DFN model predicts longer range of force transmission compared with the Neo-Hookean material model

Soft-materials such as fibrous matrices show nonlinear hardening response and sustain very large strains. This is akin to the response of synthetic materials such as polymer gels and rubbers. One of the most commonly used material models to describe such a response is the neo-Hookean constitutive law. However, in recent experiments by the group of Billiar and Hart, it has been observed that the range of force transmission in collagen gels is much higher than that observed in synthetic materials such as polyacrylamide gels and they attributed this to the presence of fibers (3,4). They further verified this concept by computational models using conventional neo-Hookean (NH) material models. To further understand the differences between isotropic strain hardening materials (with the NH model as an example) and fibrous materials, we carried out a comparative study of our DFN model with a similar finite element model with the NH material.

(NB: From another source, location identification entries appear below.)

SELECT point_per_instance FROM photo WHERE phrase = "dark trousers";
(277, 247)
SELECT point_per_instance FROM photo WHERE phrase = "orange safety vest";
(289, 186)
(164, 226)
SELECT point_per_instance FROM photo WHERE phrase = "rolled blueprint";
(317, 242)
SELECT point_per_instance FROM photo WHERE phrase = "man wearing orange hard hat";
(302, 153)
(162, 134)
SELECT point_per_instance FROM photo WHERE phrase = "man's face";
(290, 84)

The response of the cell contracting in fibrous networks modeled using the DFN approach (Fig. 7 A) and the equivalent 2D plane stress model with NH material is shown in Fig. 7 B. To study the extent of influence, material displacements exceeding $1 μ m$ are shown in red. It is clear that the DFN model shows a very large red zone around the cell whereas the NH model shows only a very small zone. The displacement fields for DFN model extends up to four times the initial cell size $(r \sim 4 r_{0})$ whereas the displacement zone for the nonlinear hardening NH model decays rapidly with the distance and is only in the range, $r \sim r_{0}$ (Fig. 7 A and B). This clearly shows that the material nonlinearity alone is not sufficient to explain the long-range force transmission observed in fibrous matrices. We also carried out simulations to study the interactions of two cells (Fig. 7 C and D) and found that in the case of the NH model, the displacement zones of the two cells do not overlap, which implies that they do not interact. On the other hand, for the same set of material and geometric parameters, the cells in the fibrous matrix interact strongly.

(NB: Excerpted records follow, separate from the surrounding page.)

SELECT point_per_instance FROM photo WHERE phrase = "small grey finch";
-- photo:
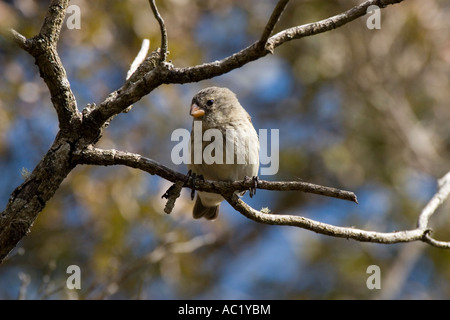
(219, 109)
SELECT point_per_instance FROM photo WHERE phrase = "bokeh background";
(358, 109)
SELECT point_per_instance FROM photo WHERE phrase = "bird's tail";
(200, 210)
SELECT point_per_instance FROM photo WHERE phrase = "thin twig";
(323, 228)
(139, 58)
(162, 26)
(279, 8)
(440, 196)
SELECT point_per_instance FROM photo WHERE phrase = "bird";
(219, 109)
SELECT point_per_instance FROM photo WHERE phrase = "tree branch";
(43, 48)
(276, 14)
(167, 74)
(96, 156)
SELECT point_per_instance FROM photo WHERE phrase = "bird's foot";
(194, 177)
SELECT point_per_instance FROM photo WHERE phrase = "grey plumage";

Displacement fields of the DFN model and the NH material. The cell is circular and the model size is identical in both cases. (A) The displacement is felt at a radius of r ∼ 4r₀ for the fibrous network. (B) For the equivalent 2D plane stress model with a nonlinear hardening NH material, the field in red is only significant for r ∼ r₀. (C) Displacement fields of two cells separated by 50 μm overlap with each other for the DFN model. (D) For the same separation distance and contractility, the displacement fields of NH material remain isolated and no interaction is observed. Regions with displacements exceeding 1 μm are shown in red and the initial cell size is schematically shown by a circle (r₀ = 4 μm). To see this figure in color, go online.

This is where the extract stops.